It is expected to remain near seasonal norms, driven by heating, industry activity, and weather sensitive consumption.

✅ Winter heating offsets retail and hospitality closures

✅ Demand sensitivity rises with colder weather in France

✅ Gas generation shielded; coal likely to curtail first

European power demand is likely to hold up in the second round of national lockdown restrictions, with fluctuations most likely driven by changes in the weather.

Traders and analysts expect normal consumption this time around as home heating during the chilly season replaces commercial demand.

Last week electricity consumption in France, Germany and the U.K. was close to business-as-usual levels for the time of year, according to BloombergNEF data.

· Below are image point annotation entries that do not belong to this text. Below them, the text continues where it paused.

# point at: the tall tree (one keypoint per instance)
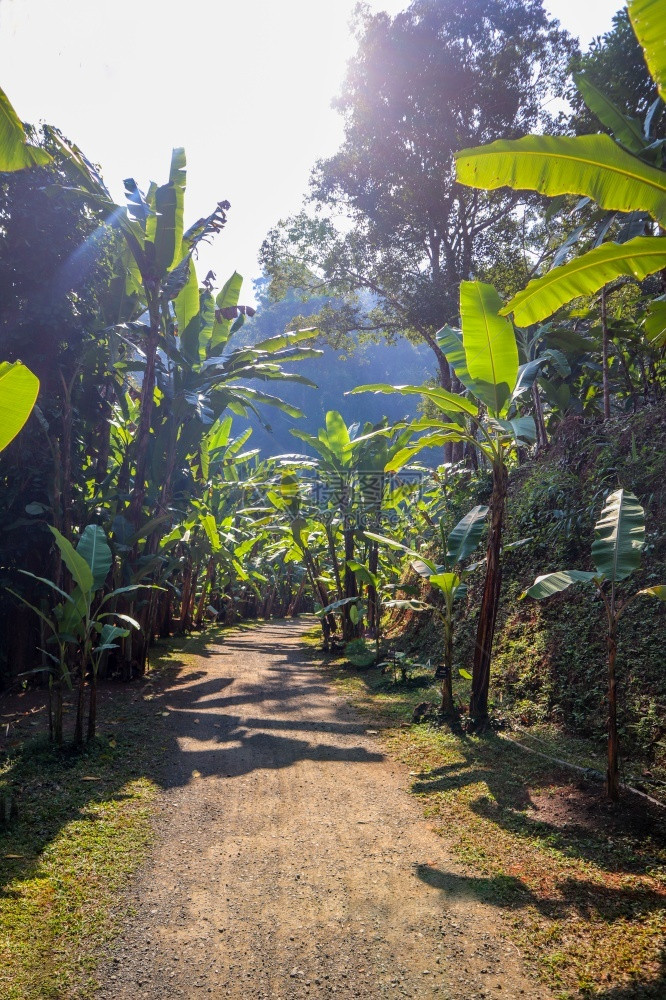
(437, 75)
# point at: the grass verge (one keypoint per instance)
(84, 826)
(581, 884)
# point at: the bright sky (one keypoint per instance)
(245, 86)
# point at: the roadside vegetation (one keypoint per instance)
(434, 547)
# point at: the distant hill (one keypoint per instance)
(335, 373)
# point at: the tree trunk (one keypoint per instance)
(292, 610)
(146, 406)
(445, 382)
(604, 356)
(349, 629)
(92, 706)
(373, 600)
(542, 436)
(80, 706)
(446, 707)
(55, 711)
(330, 538)
(612, 778)
(478, 707)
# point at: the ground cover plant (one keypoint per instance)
(581, 890)
(135, 508)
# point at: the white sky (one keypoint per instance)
(244, 85)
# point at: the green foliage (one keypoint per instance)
(15, 152)
(18, 394)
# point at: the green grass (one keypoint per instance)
(583, 894)
(83, 828)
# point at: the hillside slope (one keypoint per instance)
(549, 665)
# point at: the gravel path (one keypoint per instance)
(291, 861)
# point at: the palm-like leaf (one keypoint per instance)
(626, 130)
(620, 536)
(18, 393)
(15, 152)
(591, 165)
(75, 563)
(648, 19)
(586, 275)
(490, 345)
(94, 548)
(466, 535)
(555, 583)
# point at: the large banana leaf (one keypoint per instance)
(586, 275)
(18, 393)
(449, 402)
(554, 583)
(490, 345)
(15, 152)
(591, 165)
(94, 548)
(186, 304)
(626, 130)
(337, 435)
(450, 342)
(648, 19)
(169, 203)
(466, 535)
(75, 563)
(620, 536)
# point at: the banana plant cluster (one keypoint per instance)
(616, 554)
(489, 418)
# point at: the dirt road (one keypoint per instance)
(290, 859)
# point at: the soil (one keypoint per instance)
(290, 859)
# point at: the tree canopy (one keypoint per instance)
(423, 84)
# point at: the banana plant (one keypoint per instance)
(616, 554)
(78, 624)
(18, 394)
(449, 579)
(620, 176)
(16, 153)
(485, 360)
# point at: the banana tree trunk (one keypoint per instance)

By contrast, power demand had dropped 16% in the first seven days of the springtime lockdown, as reflected by the U.K.’s 10% daily decline reported then.

How power demand performs has significance outside the sector. It’s often seen as a proxy for economic growth and during lockdowns earlier this year, electricity use slumped along with GDP, and stunted hydro and nuclear output could further hobble recovery. For Western Europe, annual demand is expected to be 5% lower than the previous year, a bigger decline than after the global financial crisis in 2008, according to S&P Global Platts.

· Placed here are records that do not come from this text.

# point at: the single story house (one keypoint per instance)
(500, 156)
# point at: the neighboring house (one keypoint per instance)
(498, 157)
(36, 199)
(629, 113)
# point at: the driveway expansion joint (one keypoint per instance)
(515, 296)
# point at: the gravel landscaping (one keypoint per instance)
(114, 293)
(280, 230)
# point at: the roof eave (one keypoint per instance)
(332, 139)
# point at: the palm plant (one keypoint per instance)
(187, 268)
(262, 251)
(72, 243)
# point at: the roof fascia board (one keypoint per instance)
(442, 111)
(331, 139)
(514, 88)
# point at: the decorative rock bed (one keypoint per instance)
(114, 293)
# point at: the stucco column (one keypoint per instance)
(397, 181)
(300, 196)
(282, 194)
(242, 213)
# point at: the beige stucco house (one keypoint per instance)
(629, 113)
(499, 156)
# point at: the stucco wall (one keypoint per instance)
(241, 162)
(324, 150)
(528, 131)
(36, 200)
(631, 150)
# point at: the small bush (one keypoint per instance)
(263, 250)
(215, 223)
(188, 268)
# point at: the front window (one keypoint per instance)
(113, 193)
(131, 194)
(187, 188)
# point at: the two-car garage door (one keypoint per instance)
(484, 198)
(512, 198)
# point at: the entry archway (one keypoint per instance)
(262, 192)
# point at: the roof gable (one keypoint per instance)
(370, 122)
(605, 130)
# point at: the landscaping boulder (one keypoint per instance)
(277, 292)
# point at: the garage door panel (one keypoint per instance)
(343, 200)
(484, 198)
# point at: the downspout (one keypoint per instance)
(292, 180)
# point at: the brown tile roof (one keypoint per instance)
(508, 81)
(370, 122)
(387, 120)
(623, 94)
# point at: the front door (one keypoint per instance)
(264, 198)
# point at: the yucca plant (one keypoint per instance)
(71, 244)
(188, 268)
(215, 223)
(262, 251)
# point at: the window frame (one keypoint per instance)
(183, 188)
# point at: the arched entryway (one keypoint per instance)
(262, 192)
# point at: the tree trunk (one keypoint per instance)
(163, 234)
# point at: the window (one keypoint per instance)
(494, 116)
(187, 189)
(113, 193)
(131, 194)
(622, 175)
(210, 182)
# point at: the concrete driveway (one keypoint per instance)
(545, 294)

The Covid-19 limits are lighter than those from earlier in the year “with an explicit drive to preserve economic activity, particularly at the more energy-intensive industrial end of the spectrum,” said Glenn Rickson, head of European power analysis at S&P Global Platts.

Higher levels of working from home will offset some of the losses from shop and hospitality closures, “but also increase the temperature sensitivity of overall gas and power demand, as heat-driven demand records have shown in recent summers,” he said.

The latest wave of national lockdowns began in France, Germany, Spain, Italy and Britain, with Spain having seen April demand plummet earlier in the year, as coronavirus cases surged and officials struggled to keep the spread of the virus under control.

Much of the manufacturing industry remains working for now despite additional restrictions to contain the coronavirus. With the peak of the second wave yet to be reached, “it seems almost inevitable that the fourth quarter will prove economically challenging,” analysts at Alfa Energy said.

There will initially be significantly less of an impact on demand compared with this spring when global daily demand dipped about 15% and electricity consumption in Europe was down 30%, Johan Sigvardsson, power price analyst at Swedish utility Bixia AB said.

The prevalence of electric heating systems in France means that power demand is particularly sensitive to cold weather. A cold spell would significantly boost demand and drive record electricity prices in tight markets.

Similar to the last round of shutdowns, it’s use of coal that will probably be hit first if power demand sags, as transition-focused responses gather pace, leaving natural gas mostly shielded from fluctuations in the market.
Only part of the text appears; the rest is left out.